Born on 21 August 1910, Gerald Patrick Linton Weston was a cricketer player, commissioned into the Middlesex Regiment (Duke of Cambridge’s Own) in 1931 and promoted to captain in 1939. As a qualified pilot, he was seconded to the Royal Air Force and served as a flight lieutenant with a bomber squadron. By June 1943, he returned to the infantry and succeeded Lieutenant-Colonel J.E.F. Willoughby in command of the 2nd Battalion, Middlesex Regiment, the machine gun unit attached to 3rd Infantry Division.

Weston led the battalion from D-Day until the end of the war in Europe. After five weeks in France, Weston expressed to his troops, “Although few of us are quite the brave heroes into which the Daily Mirror is determined to turn us, there have been several instances of extremely gallant conduct, which I hope will be duly rewarded when honours lists are published.”

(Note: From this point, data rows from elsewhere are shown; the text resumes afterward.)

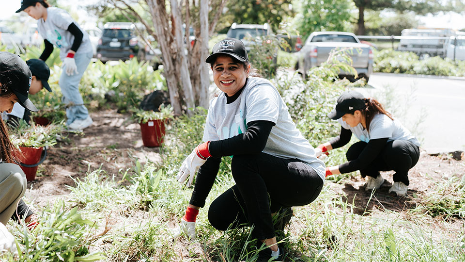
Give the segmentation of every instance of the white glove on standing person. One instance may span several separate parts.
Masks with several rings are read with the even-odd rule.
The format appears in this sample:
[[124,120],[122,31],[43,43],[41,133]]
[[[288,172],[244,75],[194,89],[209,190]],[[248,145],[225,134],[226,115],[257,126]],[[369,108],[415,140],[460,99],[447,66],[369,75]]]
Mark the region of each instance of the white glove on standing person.
[[18,253],[15,237],[8,232],[4,225],[0,223],[0,255],[5,250],[12,254]]
[[179,172],[176,177],[178,181],[181,183],[184,183],[188,176],[187,186],[190,186],[194,180],[196,172],[207,161],[207,158],[212,156],[208,151],[209,143],[210,141],[206,142],[197,146],[192,152],[184,160],[181,165],[181,168],[179,168]]
[[68,53],[68,55],[63,60],[63,69],[68,76],[72,76],[75,73],[78,74],[78,66],[74,60],[74,54]]

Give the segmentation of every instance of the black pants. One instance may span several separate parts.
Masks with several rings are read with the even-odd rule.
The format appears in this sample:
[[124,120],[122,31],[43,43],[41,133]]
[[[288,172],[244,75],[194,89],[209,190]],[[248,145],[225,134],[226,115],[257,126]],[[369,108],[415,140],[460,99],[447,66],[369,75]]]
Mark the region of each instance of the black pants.
[[208,220],[221,230],[253,225],[252,236],[260,240],[275,236],[272,213],[311,203],[323,186],[307,164],[264,153],[234,156],[231,169],[236,184],[212,203]]
[[[358,158],[367,144],[360,141],[352,145],[346,156],[350,161]],[[420,157],[418,147],[406,140],[393,140],[386,143],[379,155],[363,170],[360,170],[362,177],[369,176],[376,178],[379,171],[394,170],[392,177],[394,182],[402,182],[408,185],[408,170],[415,166]]]

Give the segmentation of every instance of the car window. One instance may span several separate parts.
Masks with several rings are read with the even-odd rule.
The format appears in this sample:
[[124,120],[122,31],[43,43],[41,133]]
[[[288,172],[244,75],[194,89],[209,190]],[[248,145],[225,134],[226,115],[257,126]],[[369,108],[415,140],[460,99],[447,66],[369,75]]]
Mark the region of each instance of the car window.
[[352,35],[343,34],[318,34],[313,36],[310,42],[345,42],[357,43],[357,40]]
[[110,38],[124,38],[132,36],[133,34],[129,29],[107,29],[103,31],[103,36]]
[[13,31],[10,30],[10,29],[3,26],[0,26],[0,32],[10,33],[13,33]]
[[266,30],[255,28],[236,28],[228,32],[228,37],[242,39],[246,37],[255,37],[260,35],[265,35]]

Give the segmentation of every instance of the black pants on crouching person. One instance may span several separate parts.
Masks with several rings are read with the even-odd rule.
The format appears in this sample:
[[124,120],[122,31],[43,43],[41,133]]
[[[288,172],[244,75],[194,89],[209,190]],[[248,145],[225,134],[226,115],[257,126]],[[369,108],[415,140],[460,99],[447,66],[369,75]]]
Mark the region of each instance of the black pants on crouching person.
[[[346,153],[349,161],[356,159],[368,145],[360,141],[349,147]],[[394,170],[394,182],[402,182],[408,185],[408,170],[417,164],[420,157],[419,148],[406,140],[392,140],[386,143],[378,156],[366,167],[360,170],[362,177],[367,176],[376,178],[379,171]]]
[[[283,208],[311,203],[323,186],[323,180],[308,164],[264,153],[234,156],[231,169],[236,185],[212,203],[208,219],[214,227],[221,230],[253,225],[252,236],[258,239],[275,236],[272,213]],[[198,181],[205,179],[201,173],[200,171]],[[197,186],[202,184],[205,183],[196,182],[190,204],[204,204],[204,200],[205,199],[203,194],[199,193],[205,190]]]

By the end of the campaign, Weston earned the D.S.O.: “Throughout this long period Lt-Col Weston has been the personification of gallant and inspiring leadership. Always cheerfully optimistic. his fearlessness has become a tradition in the Regt; the occasions on which he as personally swayed a difficult situation in his company’s battles are too numerous to related.”

Weston was next assigned to Java to command the 161st Indian Infantry Brigade and then commanded 6th Parachute Brigade from 1947 to 1949. Following a posting in Malaya, he became commandant for the Army Air Corps in 1957 and then director of the Land/Air Warfare War Office from 1960 to 1964.

He died on 26 October 1977 in North Warnborough, Hampshire.